Thumbs down: A big settlement with no admissions in Sonoma Valley Bank collapse

It's a familiar scenario: Federal regulators seize an insolvent bank and sell its assets, file a complaint and eventually negotiate a multi-million dollar settlement, with no one admitting responsibility. Sonoma Valley Bank is the latest example.|

It’s a familiar scenario: Federal regulators seize an insolvent bank and sell its assets, file a complaint and eventually negotiate a multi-million settlement, with no one admitting responsibility for the bank’s failure, the associated losses for its shareholders or the cost of protecting insured deposits. Sonoma Valley Bank is the latest example.
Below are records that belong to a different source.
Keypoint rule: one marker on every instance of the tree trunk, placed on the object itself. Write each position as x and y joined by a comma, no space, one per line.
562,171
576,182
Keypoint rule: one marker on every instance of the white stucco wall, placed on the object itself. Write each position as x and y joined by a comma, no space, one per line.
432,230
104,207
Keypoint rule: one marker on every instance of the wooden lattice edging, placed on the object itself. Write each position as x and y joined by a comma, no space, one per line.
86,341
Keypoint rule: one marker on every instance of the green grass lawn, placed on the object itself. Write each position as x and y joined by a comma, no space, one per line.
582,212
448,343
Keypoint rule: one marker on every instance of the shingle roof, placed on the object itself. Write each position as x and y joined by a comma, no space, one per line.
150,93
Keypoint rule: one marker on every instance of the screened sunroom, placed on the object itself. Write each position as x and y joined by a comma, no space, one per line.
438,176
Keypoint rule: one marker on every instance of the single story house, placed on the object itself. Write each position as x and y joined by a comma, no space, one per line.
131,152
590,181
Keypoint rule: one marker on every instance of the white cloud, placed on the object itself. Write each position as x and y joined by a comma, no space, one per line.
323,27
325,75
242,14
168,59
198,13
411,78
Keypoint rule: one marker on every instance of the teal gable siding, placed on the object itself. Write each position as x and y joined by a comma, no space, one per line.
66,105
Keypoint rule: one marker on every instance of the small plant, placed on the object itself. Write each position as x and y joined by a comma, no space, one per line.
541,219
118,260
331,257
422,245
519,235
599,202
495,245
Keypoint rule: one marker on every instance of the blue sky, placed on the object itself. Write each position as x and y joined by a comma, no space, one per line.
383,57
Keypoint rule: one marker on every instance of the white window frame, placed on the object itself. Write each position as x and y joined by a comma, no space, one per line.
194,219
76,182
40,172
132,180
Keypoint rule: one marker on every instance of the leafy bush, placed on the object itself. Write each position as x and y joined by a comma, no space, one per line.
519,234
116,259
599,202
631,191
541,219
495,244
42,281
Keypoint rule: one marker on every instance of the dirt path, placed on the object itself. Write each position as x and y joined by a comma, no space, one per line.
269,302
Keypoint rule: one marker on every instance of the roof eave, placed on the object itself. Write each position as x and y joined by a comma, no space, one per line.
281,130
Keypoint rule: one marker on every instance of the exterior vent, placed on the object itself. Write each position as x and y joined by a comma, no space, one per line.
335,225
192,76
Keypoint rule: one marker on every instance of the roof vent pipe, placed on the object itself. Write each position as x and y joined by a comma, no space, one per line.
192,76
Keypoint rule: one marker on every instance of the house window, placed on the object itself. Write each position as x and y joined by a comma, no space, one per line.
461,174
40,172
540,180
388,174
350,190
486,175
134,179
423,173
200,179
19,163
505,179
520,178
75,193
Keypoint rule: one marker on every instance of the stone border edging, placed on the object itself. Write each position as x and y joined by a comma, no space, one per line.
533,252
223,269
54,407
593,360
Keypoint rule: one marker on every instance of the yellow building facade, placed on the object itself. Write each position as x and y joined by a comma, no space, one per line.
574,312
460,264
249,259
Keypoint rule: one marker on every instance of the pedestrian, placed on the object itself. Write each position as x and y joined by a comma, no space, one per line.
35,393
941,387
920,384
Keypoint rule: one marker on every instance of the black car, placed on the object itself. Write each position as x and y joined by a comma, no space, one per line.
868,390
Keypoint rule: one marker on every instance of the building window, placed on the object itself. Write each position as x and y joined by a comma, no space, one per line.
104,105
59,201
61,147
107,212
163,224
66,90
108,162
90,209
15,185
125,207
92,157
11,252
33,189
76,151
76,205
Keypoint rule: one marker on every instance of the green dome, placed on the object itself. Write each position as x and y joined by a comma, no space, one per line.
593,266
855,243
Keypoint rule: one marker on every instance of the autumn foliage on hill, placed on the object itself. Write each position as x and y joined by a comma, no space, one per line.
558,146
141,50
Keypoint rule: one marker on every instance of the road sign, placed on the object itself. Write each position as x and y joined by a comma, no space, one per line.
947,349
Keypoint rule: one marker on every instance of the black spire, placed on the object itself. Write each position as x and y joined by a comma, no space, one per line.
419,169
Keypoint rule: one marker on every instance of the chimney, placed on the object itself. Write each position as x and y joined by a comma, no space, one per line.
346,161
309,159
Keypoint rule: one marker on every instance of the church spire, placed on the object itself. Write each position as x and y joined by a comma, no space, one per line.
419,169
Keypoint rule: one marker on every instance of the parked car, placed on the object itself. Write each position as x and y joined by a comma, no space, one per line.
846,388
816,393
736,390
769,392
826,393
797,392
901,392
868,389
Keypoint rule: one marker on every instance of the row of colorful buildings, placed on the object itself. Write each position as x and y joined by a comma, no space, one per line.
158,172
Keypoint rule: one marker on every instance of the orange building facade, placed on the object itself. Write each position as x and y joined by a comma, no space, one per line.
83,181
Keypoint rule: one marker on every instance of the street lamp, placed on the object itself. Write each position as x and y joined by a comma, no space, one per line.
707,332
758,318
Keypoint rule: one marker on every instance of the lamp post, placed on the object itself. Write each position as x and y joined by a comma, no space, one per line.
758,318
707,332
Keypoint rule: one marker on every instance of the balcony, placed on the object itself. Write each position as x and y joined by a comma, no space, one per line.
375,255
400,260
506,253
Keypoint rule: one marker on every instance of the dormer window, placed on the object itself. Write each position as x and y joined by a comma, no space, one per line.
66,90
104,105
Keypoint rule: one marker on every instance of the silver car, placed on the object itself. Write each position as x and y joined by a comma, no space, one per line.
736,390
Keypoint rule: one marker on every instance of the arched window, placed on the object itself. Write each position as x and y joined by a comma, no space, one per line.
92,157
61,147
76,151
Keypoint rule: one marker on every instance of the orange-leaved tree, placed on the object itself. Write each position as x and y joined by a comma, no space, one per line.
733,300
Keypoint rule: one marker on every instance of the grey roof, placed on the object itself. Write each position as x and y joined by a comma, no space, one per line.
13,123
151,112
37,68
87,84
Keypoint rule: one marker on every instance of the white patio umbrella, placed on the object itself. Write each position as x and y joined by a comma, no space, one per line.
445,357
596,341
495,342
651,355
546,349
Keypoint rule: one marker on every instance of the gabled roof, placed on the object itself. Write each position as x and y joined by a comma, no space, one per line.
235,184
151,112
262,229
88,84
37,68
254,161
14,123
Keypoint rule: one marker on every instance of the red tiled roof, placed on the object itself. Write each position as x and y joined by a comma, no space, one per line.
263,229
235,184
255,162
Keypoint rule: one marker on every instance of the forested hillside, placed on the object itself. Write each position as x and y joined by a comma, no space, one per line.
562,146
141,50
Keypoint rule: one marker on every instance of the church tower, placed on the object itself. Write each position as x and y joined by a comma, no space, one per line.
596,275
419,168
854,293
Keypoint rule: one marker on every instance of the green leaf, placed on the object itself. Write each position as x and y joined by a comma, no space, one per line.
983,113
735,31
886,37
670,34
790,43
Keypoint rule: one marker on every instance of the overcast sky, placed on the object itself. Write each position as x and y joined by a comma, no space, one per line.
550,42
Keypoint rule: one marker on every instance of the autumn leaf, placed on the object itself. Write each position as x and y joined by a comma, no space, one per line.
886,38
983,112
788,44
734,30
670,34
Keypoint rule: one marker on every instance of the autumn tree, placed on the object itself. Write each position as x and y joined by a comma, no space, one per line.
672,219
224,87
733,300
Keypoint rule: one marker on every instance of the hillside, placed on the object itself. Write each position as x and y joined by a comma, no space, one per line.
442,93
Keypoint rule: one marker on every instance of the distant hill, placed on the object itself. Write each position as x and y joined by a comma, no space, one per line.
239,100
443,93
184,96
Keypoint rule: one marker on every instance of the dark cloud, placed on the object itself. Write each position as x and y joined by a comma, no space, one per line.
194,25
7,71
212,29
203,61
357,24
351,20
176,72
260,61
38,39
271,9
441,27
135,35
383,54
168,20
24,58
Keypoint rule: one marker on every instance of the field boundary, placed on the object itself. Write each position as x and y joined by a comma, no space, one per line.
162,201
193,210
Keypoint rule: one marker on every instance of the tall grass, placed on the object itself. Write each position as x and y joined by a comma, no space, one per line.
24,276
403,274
With losses mounting from nonperforming commercial real estate loans and having failed to find new investors, the bank was shut down in 2010 with its remaining assets sold to Westamerica Bank. Shareholders lost an estimated $70 million and the federal government, which had given bailout money to the bank, lost $20 million, according to news accounts.

As Staff Writer Paul Payne reported, three former bank officers have agreed to a $5.4 million settlement with the Federal Deposit Insurance Corp., which initially asked for $12 million. No one admitted any wrongdoing, but two of the former bank officers are awaiting trial in a criminal case involving $55 million in bad loans that contributed to the bank’s demise.